Single-cell excitability probing of sensory layer Ia inputs to deep and superficial layer II neurons. A, Top, aPC bolus loaded with OG-BAPTA1-AM. The overlay of green fluorescence and transmitted infrared to visualize a bolus-loaded cell and patch pipette are shown. The black box indicates position of cell used for simultaneous cell-attached recording and Ca²⁺ imaging. Middle, Five subsequent synaptically induced single APs measured in a cell-attached patch underlying the averaged Ca²⁺ transient at the bottom. B, Inset, Overlay of fluorescence and transmitted infrared (scale bars, 50 μm). The high-magnification image of layer II neurons is from the inset.
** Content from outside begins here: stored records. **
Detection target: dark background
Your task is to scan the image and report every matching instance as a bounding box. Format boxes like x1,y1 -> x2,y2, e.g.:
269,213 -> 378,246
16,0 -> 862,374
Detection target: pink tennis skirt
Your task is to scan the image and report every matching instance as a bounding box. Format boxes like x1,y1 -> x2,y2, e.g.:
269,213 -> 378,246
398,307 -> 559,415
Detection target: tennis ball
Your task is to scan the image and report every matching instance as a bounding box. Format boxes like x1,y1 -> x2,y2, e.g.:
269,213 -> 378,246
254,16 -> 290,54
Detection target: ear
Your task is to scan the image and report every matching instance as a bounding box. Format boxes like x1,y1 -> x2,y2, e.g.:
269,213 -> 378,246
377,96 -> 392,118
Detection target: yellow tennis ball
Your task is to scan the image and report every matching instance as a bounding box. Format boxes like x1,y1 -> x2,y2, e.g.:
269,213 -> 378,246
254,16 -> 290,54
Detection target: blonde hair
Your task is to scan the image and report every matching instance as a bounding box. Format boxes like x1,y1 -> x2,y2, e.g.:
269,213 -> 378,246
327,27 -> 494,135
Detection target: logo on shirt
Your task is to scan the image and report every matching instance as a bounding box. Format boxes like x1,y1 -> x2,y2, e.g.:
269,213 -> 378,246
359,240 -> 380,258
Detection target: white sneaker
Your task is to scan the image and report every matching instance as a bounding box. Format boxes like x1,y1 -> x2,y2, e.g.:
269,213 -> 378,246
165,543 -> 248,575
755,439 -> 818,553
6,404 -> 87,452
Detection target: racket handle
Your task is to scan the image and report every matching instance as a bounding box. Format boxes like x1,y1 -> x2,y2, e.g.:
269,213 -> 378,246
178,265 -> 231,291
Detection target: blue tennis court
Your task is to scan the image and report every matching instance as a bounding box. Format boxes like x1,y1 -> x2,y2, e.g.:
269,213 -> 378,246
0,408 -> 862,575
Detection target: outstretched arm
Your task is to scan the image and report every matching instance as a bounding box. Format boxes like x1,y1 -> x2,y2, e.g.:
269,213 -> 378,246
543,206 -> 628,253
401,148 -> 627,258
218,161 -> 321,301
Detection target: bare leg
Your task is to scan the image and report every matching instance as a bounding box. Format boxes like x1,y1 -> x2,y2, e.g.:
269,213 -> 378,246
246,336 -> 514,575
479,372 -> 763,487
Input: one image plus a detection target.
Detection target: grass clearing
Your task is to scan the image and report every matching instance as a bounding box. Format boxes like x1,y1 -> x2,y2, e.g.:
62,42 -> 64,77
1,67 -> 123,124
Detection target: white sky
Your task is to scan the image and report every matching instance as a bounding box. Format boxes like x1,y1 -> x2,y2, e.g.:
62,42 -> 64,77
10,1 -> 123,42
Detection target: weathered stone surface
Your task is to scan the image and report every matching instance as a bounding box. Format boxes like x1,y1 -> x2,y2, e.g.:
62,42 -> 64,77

Numbers 1–8 label example cells corresponding to the traces in C. Blue boxes correspond to superficial layer II cells, white boxes correspond to cells neither attributable to superficial and deep half of rows (middle), and red boxes correspond to cells in deep half of layer II cell rows (scale bar, 50 μm). C, Averaged Ca²⁺ traces evoked by extracellular electrical stimulation of layer Ia (layer Ib blocked by baclofen) inputs to superficial (red) and deep (blue) layer II cells as labeled in B. The vertical gray lines correspond to the time points each of the five pulses were delivered with an interpulse interval of 50 ms. Black arrows are placed in the stimulation interval in which the onset could be detected. D, Top, On average, superficial cells in layer II display the onset of averaged Ca²⁺ transients indicating AP firing after significantly less stimuli than deep cells in layer II [mean stimulus number (Stim. number), 2.1 ± 0.1 vs 2.5 ± 0.16 a.u., respectively; p < 0.05, Mann–Whitney U test]. Bottom, Cumulative frequency of data displayed at the top.